Factually, what one is stems from what one is made of.
Similarly, what one is culturally is informed by the passed traditions,
customs, and heritage of one’s ethnic foundations. This being the case, ardent
followers of current affairs are witness to the growing instances of groups—of
like mind and creed—uniting to champion causes, usually taking the face of
religion and statehood.
The tendency for like-minded people to come together has its
own extensive history and wayward justifications. Those in the know in
political circles would say that this tendency has its primary appearance in
America’s dark political days, thanks to the passing of the Civil Rights Act in
1965.
In recent history, the liberal traditions of fairness,
equality, democracy, and freedom of speech has given this phenomenon a new
face; now the like-mindedness takes the form of race, gender, sexual
orientation, ethnicity, and citizenship.
Identity politics—the coming together of members of a
specific subgroup for socio-cultural and eco-political change—seems to have
found a new haven in Malawi.
It would be culturally naïve to assume that there has not
been identity politics in Malawi. That be true as it may, it is of special
interest to learn the great political impact identity politics has had in
Malawi with the launch of Mulhakho wa Alhomwe in the late Bingu wa Mutharika
administration. This period is of special interest because it is during this
time that identity politics became highly organized, seriously powerful, and
obviously fierce.
The fact that this phenomenon became the kingmaking lobby
group in the late Mutharika days should give the current administration hard
days. Seemingly clear to President Joyce Banda of the importance and
seriousness of identity politics, she, at the annual uMthetho Cultural Festival
for the Ngonis last year, pleaded with the Yaos—herself being a Yao—to form a
Yao cultural group similar, both in form and fashion, to Llomwe’s Mulhakho wa
Alhomwe.
If recent reports are anything to go by, it is clear that the
Yao cultural group to be called Chiwanja cha Ayao will see the light of day
soon as the group’s foundations seem to have been already laid and positions
already filled, and President Joyce Banda will be hunted to be its patron. And
closely studying its interim leadership, Chiwanja cha Ayao, unlike Mulhakho wa
Alhomwe before it, happens to take both religious and ethnic identity
ideologies to its fold.
The inevitable fact of cultural groups is that they cause
ethnic and political isolation and division especially when they take
politicians to be its guardians and more so when the politician guardian is
Head of State. This fact should be all the more clear if we would go back in
recent history and observe the ethnic and political damage Mulhakho wa Alhomwe
caused to the Malawi nation.
Some would argue that identity politics cements one roots in
oneself and that one is assured of devoting one’s energy, talents, and
expectations with like minds on a singular purpose. That is true and positive. Others
still would argue that the formation of cultural groups simply celebrates
cultural differences. That is also true and positive.
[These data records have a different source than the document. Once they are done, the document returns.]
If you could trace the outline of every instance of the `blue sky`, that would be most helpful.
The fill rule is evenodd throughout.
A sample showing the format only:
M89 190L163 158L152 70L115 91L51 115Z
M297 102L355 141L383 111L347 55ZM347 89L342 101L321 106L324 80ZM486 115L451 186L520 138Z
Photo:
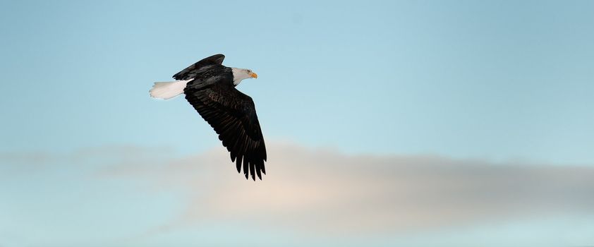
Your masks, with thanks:
M188 199L188 188L161 188L162 178L154 175L120 177L113 171L150 161L150 167L164 166L163 176L175 177L178 174L171 171L175 167L166 164L188 159L201 163L218 157L213 152L226 158L214 131L183 98L164 102L148 97L152 82L168 80L217 53L226 56L225 65L257 73L257 80L245 81L239 89L254 99L270 150L289 148L275 146L291 143L296 152L306 150L313 157L320 150L336 159L436 156L443 159L437 163L577 166L590 172L588 169L594 169L592 9L594 3L586 1L3 1L0 151L6 175L0 181L0 195L6 200L0 204L5 208L0 218L12 221L0 220L0 236L9 239L0 246L74 246L102 239L106 245L144 246L171 243L171 238L183 245L200 239L197 236L216 243L212 236L226 236L227 228L241 231L243 225L236 222L213 220L218 226L205 231L190 220L167 233L135 239L168 225L178 211L194 205L188 200L208 197L197 195L204 189L193 187ZM231 165L224 159L217 162ZM268 164L267 170L274 171L274 163ZM283 162L277 164L282 167ZM374 164L370 162L370 167L380 165ZM139 174L146 169L132 167ZM571 175L560 172L554 179L578 174L567 172ZM223 181L238 179L220 176ZM581 181L547 191L589 191L588 186ZM546 226L576 222L588 232L594 224L574 219L594 214L572 215L571 207L589 205L577 198L554 207L560 215L571 215L566 217L510 217L497 227L477 219L468 224L483 228L440 224L438 233L432 228L415 234L429 231L437 243L457 246L493 243L493 238L531 245L540 243L543 235L569 234L560 227L533 227L543 221ZM56 200L47 207L32 206L44 200ZM57 219L61 215L54 212L74 205L84 205L73 212L75 217ZM95 215L97 211L103 216ZM106 219L128 222L122 223L126 230L111 228L113 221ZM79 221L110 229L100 235L93 228L81 229L78 239L65 234ZM41 224L48 222L56 222L51 224L54 234ZM293 227L278 229L297 234ZM394 242L388 236L408 234L395 229L399 228L374 232L373 243L423 246L423 239L413 236L405 238L411 242ZM509 229L525 232L523 242L504 239ZM248 242L254 245L272 238L257 229L250 231ZM34 232L46 235L39 241L23 237ZM461 236L469 232L475 234ZM278 236L272 243L295 238ZM303 244L344 243L331 236L308 239ZM559 244L594 243L579 234L558 239Z

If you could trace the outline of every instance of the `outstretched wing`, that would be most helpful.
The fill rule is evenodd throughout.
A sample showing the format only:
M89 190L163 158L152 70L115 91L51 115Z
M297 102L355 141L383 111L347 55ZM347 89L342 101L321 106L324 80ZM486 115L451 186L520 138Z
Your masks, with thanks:
M225 59L225 55L216 54L210 56L207 58L197 61L195 64L189 66L183 71L178 72L174 75L174 79L178 80L189 80L196 77L202 69L210 67L211 65L221 65L223 64L223 60Z
M231 161L236 161L237 171L243 164L246 179L251 174L255 180L257 174L262 179L262 174L266 174L266 146L252 98L235 89L230 81L207 87L196 84L188 84L186 99L219 134Z

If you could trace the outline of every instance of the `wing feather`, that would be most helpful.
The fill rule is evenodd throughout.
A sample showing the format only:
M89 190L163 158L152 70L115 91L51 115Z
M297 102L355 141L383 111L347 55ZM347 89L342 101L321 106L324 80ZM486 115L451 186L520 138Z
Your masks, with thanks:
M254 102L233 86L232 78L220 78L205 87L200 82L188 83L186 99L219 134L238 172L243 167L246 179L251 175L253 180L256 176L262 179L262 174L266 174L266 147Z

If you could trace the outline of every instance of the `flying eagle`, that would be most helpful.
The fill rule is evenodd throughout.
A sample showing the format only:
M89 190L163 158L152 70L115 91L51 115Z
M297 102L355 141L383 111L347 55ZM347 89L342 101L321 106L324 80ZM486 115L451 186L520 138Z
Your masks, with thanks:
M266 174L266 146L252 98L235 88L243 79L257 78L249 69L222 65L225 56L202 59L174 75L172 82L154 83L150 96L169 100L182 93L198 114L219 134L231 153L231 162L248 179L261 180ZM248 169L249 169L249 172Z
But, sadly, focusing on a single purpose has its own dark
side too. It has been elsewhere argued that focusing on one purpose makes group
members to be close-minded about the bigger picture. In other ways, group
members tend to focus on issues from their perspective ignoring the others’
equally intelligent perspectives simply because they are not members.
And much as acknowledgement of differences cements the spirit
of tolerance, cultural groups have always tended to pursue isolationist
practices. This would not be surprising given the events surrounding the
cultural and political dealings of Mulhakho wa Alhomwe. It is therefore
difficult to predict a different outcome coming from the Chiwanja cha Ayao.
It is at this point that it appears clear to many Malawians
that the formation of cultural groups and as led by presidents has a lot more
problems than profits to nationalism and pursuance of national interest. To
this end, it becomes obviously Malawian if formation of such groups would be
meant to re-awaken identity only and not to serve as political lobby groups as
sadly was the case with Mulhakho wa Alhomwe then, and as would most likely be
with the yet-to-walk-baby Chiwanja cha Ayao.